Additionally, personal devices will require some Defense Department software. “We would put an application on that device that will allow access back to the enterprise, whether the information is in a public cloud or a private cloud,” he asserts. “Do I believe that we’re going to let everybody do everything they want on their own personal devices and store information on there? No. I don’t believe that’s where we’re going.” The reason, he says, is that there are “too many flavors of Android and other applications out there,” as well as legal issues and other complexities.

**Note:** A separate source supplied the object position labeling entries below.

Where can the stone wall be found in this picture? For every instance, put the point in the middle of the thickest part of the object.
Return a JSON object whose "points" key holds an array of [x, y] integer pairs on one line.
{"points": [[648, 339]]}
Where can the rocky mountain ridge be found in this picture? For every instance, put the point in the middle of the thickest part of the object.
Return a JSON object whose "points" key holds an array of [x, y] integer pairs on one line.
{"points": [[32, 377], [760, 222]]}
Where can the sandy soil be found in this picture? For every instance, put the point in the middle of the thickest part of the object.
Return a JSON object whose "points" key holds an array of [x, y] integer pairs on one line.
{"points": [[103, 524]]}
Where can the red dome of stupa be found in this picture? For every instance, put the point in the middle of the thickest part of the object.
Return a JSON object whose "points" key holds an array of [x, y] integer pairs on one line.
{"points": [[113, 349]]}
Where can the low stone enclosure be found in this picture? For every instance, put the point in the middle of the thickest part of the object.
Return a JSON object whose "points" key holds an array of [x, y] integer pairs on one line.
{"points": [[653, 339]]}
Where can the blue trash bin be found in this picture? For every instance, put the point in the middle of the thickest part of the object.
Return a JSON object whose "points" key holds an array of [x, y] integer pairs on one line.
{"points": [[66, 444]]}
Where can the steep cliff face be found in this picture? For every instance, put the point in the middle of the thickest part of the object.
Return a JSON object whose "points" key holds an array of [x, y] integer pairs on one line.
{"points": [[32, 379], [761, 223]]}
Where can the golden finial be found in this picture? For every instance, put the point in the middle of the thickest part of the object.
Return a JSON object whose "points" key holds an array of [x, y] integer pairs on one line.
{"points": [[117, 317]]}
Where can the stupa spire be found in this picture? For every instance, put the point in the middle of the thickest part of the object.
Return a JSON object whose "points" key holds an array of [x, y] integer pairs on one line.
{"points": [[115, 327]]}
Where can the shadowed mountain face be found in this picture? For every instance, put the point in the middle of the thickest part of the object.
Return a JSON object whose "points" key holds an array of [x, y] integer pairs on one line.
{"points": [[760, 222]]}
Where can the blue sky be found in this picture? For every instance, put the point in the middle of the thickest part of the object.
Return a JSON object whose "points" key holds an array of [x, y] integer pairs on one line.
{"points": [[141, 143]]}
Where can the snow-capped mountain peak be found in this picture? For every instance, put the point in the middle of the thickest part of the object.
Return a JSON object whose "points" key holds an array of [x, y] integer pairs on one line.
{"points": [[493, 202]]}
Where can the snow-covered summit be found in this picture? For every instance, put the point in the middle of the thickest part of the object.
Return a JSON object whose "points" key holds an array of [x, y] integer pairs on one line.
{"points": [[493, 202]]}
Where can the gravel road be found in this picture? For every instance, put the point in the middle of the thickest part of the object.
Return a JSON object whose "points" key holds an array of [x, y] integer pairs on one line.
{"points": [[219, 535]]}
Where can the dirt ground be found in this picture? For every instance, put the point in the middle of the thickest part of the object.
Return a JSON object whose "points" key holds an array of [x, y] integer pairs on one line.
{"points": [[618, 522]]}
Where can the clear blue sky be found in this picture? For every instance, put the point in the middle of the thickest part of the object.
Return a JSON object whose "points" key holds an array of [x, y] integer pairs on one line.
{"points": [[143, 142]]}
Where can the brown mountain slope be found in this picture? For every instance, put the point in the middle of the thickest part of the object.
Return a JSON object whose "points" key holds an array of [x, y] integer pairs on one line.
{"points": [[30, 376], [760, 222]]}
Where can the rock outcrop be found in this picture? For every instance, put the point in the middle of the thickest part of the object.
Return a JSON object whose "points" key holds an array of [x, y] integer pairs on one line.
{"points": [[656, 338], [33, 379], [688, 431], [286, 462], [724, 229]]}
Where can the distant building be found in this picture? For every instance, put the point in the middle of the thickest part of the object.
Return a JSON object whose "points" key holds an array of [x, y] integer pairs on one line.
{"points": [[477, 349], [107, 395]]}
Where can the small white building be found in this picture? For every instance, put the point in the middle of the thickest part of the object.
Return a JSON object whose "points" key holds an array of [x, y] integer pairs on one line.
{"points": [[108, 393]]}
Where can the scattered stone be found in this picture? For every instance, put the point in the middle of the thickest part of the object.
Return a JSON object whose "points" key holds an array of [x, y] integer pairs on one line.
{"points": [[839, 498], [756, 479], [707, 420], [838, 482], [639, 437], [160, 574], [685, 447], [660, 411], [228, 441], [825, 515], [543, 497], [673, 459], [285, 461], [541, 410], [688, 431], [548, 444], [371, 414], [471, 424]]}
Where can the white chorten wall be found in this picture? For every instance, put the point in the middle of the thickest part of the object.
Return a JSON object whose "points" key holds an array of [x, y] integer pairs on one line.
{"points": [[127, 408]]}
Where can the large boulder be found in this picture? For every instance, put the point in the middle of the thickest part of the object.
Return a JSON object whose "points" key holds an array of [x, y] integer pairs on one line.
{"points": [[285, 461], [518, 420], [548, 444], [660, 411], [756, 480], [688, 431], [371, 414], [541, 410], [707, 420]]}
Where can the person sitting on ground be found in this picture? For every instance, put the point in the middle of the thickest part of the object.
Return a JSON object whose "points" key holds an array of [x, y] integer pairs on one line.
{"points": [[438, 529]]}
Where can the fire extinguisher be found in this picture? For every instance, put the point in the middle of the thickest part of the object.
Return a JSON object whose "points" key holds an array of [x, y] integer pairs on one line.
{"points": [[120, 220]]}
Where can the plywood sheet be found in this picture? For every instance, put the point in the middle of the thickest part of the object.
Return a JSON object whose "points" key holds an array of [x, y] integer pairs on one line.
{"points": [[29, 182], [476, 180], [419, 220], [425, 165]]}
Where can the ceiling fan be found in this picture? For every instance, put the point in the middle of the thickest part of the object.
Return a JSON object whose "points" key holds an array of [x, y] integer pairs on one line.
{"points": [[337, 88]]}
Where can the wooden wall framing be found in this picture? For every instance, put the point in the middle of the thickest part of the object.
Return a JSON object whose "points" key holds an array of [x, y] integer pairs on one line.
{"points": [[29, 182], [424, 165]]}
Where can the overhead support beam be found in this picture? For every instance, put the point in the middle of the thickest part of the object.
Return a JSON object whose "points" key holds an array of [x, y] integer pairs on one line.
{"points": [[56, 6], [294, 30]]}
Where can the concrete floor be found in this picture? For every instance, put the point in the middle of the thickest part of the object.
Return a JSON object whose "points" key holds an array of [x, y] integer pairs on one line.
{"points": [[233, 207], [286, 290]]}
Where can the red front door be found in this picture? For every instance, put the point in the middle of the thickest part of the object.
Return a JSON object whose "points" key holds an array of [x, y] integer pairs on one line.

Defense Department customers seek a cloud solution that will allow mobile device users to connect to the enterprise via a browser with a “derived credential,” or cryptographic credentials leveraging the Common Access Card. “In the future, I think you’ll potentially see that turn into a mobile application doing a similar function but having a lightweight capability to enable users back into the enterprise, or in a disconnected mode,” he states. DISA and the Army have partnered on a broad agency announcement and currently are testing potential solutions.

The DISA strategic plan aligns with the overall Defense Department mobility strategy and implementation plan. It also fits the department’s efforts to move to the JIE, in part, because when the services have separate networks, mobility is more challenging. “When I’m trying to do a mobile enterprise, mobile device manager, and it needs to talk to the services’ exchange server, I’ve got to create a trust into that network. If I had JIE, I wouldn’t have to create that trust. My mobile device management capability automatically trusts all the other networks because it’s all one network,” he clarifies. “Today, it’s multiple networks. That’s what makes it harder to defend, and it’s also what makes it harder to interoperate.”

Additionally, DISA’s mobility efforts can benefit the JIE by providing voice-over-Internet protocol, chat collaboration and other capabilities. “We do that pretty easily just with a mobile app that ties back into the enterprise through the gateway. We do that today on the unclassified side. On the classified side, we tie it all the way back into our classified, legacy phone system. It’s packet switch as well as a secure voice-over-Internet protocol system, so if senior leaders want to call on a DISA-provided mobile classified capability, they can call just like they’re calling from their office in the Pentagon,” he says.